An Imaginative Experience
- First edition
- Author: Mary Wesley
- Language: English
- Publisher: Bantam Press
- Publication date: 1994
- Publication place: United Kingdom
- Media type: Print
- Pages: 223
- ISBN: 0-593-03577-1

= An Imaginative Experience =

1994 novel by Mary Wesley

An Imaginative Experience (1994) is a novel by British writer Mary Wesley. The story concerns a young mother who has lost her husband and son in a car crash and the guilt and self-reproach she has to go through as a consequence of her loss.

==Plot summary==
Julia Piper lives alone in her London apartment after having lost her son and husband in a car crash. Julia's relationship with her mother is not a loving one. Her mother blames Julia for the accident, and Julia blames herself. Unwilling and unable to confide in anyone about her feelings Julia keeps to herself and distances herself from her surroundings.
Julia makes a living as a cleaning lady and one of her clients is Sylvester Wykes, publisher and divorcee. When they eventually meet, Sylvester immediately is fascinated by the young and unapproachable woman. But, haunted by guilt and self-reproach, Julia is not interested in entering into a relationship with Sylvester. Instead, unable to talk to anyone about her loss, Julia keeps her feelings to herself and becomes increasingly reserved and isolated.
In addition to her grief, Julia is being stalked. Ever since the funeral she has been terrorized by a stranger who keeps following her and makes phone calls late at night, pushing her closer to the edge.

==Characters==
- Julia Piper: Widow.
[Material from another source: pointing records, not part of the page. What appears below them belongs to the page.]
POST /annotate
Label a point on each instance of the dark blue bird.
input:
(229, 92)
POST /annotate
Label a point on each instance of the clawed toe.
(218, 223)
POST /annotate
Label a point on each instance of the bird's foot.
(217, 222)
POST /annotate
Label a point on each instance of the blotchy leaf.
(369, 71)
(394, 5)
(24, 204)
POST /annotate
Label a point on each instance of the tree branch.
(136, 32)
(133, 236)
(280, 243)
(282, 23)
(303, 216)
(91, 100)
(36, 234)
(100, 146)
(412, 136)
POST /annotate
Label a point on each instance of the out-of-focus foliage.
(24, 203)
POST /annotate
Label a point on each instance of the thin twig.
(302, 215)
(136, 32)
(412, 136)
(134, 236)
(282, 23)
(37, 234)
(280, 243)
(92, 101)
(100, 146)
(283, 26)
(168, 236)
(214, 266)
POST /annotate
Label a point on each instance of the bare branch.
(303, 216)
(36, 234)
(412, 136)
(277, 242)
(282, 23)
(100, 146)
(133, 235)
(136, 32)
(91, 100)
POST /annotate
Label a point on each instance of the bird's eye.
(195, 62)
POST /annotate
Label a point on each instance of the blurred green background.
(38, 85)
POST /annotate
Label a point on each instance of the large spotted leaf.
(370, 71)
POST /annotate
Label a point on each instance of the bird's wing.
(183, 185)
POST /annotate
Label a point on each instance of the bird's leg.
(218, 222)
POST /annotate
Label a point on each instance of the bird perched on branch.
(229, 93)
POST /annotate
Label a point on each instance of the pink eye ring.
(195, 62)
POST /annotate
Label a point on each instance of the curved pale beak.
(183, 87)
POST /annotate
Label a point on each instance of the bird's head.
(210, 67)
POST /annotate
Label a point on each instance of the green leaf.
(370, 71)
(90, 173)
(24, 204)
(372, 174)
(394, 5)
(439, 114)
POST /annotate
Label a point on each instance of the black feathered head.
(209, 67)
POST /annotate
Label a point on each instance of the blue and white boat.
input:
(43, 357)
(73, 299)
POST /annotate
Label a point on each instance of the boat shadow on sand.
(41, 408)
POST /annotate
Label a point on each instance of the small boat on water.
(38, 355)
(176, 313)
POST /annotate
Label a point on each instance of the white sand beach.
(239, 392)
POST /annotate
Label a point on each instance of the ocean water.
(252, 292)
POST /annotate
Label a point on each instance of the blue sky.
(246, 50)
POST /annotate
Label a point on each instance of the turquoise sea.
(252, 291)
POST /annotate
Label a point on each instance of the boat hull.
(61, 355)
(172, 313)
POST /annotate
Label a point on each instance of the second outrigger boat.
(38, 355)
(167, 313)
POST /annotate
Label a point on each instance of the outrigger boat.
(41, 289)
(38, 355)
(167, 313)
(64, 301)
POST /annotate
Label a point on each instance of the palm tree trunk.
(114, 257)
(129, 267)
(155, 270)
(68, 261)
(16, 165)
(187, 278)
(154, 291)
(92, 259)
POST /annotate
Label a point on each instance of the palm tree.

Mother of Christy and used to be married to Giles. She is the daughter of Clodagh May.
- Mrs Clodagh May: Julia Piper's mother and Christy's grandmother.
- Madge Brownlow: Clodagh May's neighbour, friend and gossip.
- Giles: Deceased. Julia Piper's abusive ex-husband and Clodagh May's lover and son-in-law.
- Sylvester Wykes: Publisher. Has just divorced Celia and has hired Julia Piper as his cleaning lady.
- Celia: Sylvester Wykes's ex-wife.
- Rebecca: Sylvester Wykes's interfering former secretary.
- Maurice Benson: Former policeman and private detective who has turned full-time bird watcher. Unmarried.
- Mr and Mrs Patel: An Indian couple who runs a corner shop. Friends of Julia Piper's.
- Angie and Peter Eddison: Live in the flat immediately below Julia Piper's.
- Janet and Tim Fellowes: Live in the bottom flat in Julia Piper's block.
- John: Sylvester Sykes's partner in publishing.
- Christy: Deceased. Julia Piper's and Giles's son.

==Major Themes==
In the wake of her son's death Julia Piper is being tortured by irrational guilt. Her husband was a hopeless driver who had been banned from driving, and Julia blames herself for not having been there to drive them. She also feels guilty about associating her beloved son with her husband, Giles, (whom she hated): "...he had Giles's hair, Giles's eyes, Giles's mouth, Giles's expression, his gestures! He was Giles in miniature. The likeness has grown in my mind until it is monstrous and I cannot see my little boy any more".
As always in Wesley's fictional universe the mother-daughter relationship is a bitter one. Clodagh (Julia Piper's mother) openly admits that Julia is "the regretable result" of her short marriage to Julia's father, and: "I do not regard her as my daughter". It's no wonder that Julia left home when she was sixteen. When Julia has been raped, and finds out that she is pregnant, her mother insists that Julia marries Giles (her rapist), to save her from the social disgrace an illegitimate child would be.